Campus columnist 2025 nominee
Op de Fiets in de Winter
We are well into winter. Or perhaps you’re reading this sometime in the summer, in which case, screw you.
The Dutch winter has an annoying trait wherein it gets cold, but not cold enough to experience any of the cool things that come with cold weather. It’s as if there was a fight among the elements, and a compromise was reached to split the baby where everyone would be equally unhappy with the gloomy scene outside of the window. Getting out of bed is a challenge as is, but the real betrayal is having the nightly warmth sucked out of you; shivering as winter wraps around you like an unsolicited advance.
The real fun, however, is getting around.
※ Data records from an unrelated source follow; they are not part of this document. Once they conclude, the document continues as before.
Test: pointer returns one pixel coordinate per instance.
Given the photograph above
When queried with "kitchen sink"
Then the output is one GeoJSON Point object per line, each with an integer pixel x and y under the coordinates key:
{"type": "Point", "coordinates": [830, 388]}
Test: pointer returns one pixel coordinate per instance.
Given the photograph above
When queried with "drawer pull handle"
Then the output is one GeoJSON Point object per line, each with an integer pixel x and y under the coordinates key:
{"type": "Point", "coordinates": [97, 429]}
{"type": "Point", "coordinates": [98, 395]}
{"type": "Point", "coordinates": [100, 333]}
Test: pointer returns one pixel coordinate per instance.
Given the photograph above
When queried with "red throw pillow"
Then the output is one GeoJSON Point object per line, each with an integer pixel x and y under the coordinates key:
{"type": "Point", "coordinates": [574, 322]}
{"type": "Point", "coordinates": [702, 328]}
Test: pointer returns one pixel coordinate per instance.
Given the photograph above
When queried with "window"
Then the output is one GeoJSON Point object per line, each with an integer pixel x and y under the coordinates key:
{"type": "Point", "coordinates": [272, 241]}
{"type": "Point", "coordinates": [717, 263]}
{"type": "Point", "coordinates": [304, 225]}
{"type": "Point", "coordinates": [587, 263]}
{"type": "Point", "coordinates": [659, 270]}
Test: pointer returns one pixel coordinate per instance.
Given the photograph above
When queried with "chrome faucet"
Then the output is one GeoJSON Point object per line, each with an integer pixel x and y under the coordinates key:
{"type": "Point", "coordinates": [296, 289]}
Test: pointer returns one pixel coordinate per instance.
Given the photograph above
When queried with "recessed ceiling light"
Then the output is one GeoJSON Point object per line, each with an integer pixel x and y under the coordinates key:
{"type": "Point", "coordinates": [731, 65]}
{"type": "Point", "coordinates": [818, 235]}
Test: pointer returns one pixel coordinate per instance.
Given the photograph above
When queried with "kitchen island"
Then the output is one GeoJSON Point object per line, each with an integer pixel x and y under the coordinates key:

For the longest time, I didn’t have a fiets. I was one of those stubborn people that would just walk everywhere, even if it took an hour. I couldn’t be bothered to find one, pay the price for it, do the maintenance, etc etc. Nowadays, having moved to Utrecht, my hand has been forced. Whenever I have an early lecture, I am already off to a great start with it still being dark whenever I fetch it from the shed. I do at least have the luxury of being able to store it indoors; I dread the thought of having my rear go for a cold plunge as I lower myself onto the bike seat. Now luckily, we have rules and laws against any aspiring knight riders, in that fietslampen are required. When everyone has their lights beaming, things tend to be fine. Things are not always fine. I’ve come to find that the Dutch are okay with theft if you’re stealing a fietslamp.
So the journey begins. While I have considered gloves a rather useful invention, I don’t think I’ve ever appreciated them as much as whenever I’d forget to bring them. If one could ever grab the North Pole, that’s what it’d feel like. Having not grown up in the Netherlands, I do not have the ability to simply tuck my hands away into my pockets and steer with hip strength alone.
The early winter has a fun added challenge of autumnal leaves lingering around the edges of the fietspad, in case the wet ground and ice was too grippy for you. From experience, a winter coat provides good protection to injury whenever your fiets slips from under you. Your ego however, not as much.
Last, but not least, the wind. In a country where one is solely at the mercy of human engineering to avoid the wind, it’s a chore to constantly cycle against it, no matter which direction you’re headed. It’s as if the weather here exists as one angsty fit, with its sole mission of being as much of a pain as possible.
Some things in life don’t have a point. This is one of those things.